Demanding more from providers
Andrew Cole“March was also a record volumes month in terms of fee-paying orders as a percentage of spot, which showed that a higher proportion of volume than ever was conducted via an algo rather than click to trade.” |
Overall, Gressel argues that in these volatile conditions, execution algorithms have passed their biggest test to date. He explains that when you consider the volatility seen in March, coupled with the disruption faced by every firm as trading desks and staff needed to be set up for working from home, then the market has been able to see that algos do work, even in the most difficult or adverse conditions. “Algos have worked very well and the performance of well-constructed algos has been good,” he adds. Even so, one of the biggest lessons he believes clients should takeaway from the experience is to know that when things become very unpredictable and volatile, they should look to reduce their time risk as much as possible if they do not have any specific alpha in the trade.

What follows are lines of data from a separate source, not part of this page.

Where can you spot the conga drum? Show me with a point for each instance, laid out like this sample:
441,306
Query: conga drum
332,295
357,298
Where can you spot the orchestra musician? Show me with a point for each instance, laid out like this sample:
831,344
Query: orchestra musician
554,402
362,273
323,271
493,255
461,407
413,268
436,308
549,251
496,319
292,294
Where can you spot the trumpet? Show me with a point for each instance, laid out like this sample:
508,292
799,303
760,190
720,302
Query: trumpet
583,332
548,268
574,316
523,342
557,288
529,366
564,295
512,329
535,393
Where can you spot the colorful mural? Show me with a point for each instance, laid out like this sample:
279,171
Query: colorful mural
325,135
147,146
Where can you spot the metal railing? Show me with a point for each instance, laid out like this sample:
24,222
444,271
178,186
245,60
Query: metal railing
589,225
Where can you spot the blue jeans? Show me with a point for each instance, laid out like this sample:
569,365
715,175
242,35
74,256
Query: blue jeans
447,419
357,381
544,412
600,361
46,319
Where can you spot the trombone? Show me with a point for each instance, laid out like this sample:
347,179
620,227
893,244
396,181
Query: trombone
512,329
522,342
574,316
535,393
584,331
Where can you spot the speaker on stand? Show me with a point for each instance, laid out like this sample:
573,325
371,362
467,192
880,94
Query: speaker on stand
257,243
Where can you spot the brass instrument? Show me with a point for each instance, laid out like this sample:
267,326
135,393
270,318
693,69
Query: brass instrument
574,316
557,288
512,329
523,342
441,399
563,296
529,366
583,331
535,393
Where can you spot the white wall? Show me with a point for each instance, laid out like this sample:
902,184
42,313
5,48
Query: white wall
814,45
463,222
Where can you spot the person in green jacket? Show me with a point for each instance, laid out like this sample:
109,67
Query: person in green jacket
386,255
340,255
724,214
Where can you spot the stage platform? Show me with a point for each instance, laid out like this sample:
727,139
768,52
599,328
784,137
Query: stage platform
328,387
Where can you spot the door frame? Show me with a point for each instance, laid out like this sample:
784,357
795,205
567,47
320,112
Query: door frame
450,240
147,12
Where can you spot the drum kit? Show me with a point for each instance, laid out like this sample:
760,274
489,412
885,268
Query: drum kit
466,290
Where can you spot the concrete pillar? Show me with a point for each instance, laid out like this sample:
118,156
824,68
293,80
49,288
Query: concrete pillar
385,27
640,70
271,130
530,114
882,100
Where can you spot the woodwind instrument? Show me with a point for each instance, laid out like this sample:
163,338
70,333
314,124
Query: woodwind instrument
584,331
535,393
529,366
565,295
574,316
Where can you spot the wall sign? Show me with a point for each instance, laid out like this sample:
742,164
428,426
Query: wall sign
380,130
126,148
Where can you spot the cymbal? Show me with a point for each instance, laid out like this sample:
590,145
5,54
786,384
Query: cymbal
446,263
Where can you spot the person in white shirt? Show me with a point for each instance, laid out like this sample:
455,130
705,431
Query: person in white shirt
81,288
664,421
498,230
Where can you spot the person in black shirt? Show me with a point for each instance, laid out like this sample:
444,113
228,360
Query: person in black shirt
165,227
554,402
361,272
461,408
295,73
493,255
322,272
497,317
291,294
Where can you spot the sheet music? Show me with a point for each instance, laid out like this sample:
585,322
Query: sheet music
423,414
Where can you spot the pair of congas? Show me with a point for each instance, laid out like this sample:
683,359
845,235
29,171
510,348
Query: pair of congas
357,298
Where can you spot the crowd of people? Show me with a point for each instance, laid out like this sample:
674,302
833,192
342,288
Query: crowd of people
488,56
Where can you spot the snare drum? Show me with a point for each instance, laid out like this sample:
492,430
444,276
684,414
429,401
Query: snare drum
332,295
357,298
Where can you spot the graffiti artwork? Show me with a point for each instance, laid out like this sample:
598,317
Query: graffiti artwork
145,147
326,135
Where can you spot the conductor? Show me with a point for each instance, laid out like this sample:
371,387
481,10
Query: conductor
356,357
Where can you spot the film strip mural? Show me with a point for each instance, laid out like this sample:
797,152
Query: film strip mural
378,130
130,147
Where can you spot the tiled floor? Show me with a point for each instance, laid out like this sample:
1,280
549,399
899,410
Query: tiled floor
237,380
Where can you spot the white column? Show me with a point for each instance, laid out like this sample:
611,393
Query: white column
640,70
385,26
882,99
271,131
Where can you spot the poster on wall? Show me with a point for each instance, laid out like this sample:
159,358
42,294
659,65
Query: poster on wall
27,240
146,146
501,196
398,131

On the other hand, the volatility has created more opportunities for strategies that are posting passively, which helps clients to avoid the pain created by widening spreads in certain currencies. Gressel believes that clients that were willing to take on that risk have seen very good results in that timeframe. Other algo providers made similar reports to the BIS, who found that the most significant driver of increased execution algo (EA) volumes was a relative deterioration in other methods of execution. “In particular, risk transfer spreads widened significantly, especially for larger-sized orders, as market-makers were less inclined to take risk onto their balance sheets,” the report notes. “Meanwhile, passive EAs allowed users to manage their orders over time at prices inside the bid-ask spreads. Moreover, passive child orders filled more quickly as FX volumes picked up. Consequently, FX EAs – particularly passive pegged/tracker and time-sliced EAs – generally outperformed risk transfer during this period. They also had lower market impact compared with more aggressive limit-based/sweeping Eas.”
Conclusion
Looking ahead, Gressel says he would encourage clients to challenge their FX algo providers on the quality of the of their algos and the quality of the of the whole algo setup. He believes that as the FX markets may likely face further periods of volatility, it is important that clients understand how intelligent the algos are in assessing market environments. In addition, clients should also challenge providers to demonstrate that they have the appropriate controls and safeguards in place. “Finally, any client that is looking for an FX algo provider should seek out those who offer active support, with a team that is actively monitoring, working orders and can give feedback on those working orders,” Gressel concludes. “A reliable algo team should be good at assessing what has happened and be able to recommend if there are any better alternatives going forward to complete an execution.”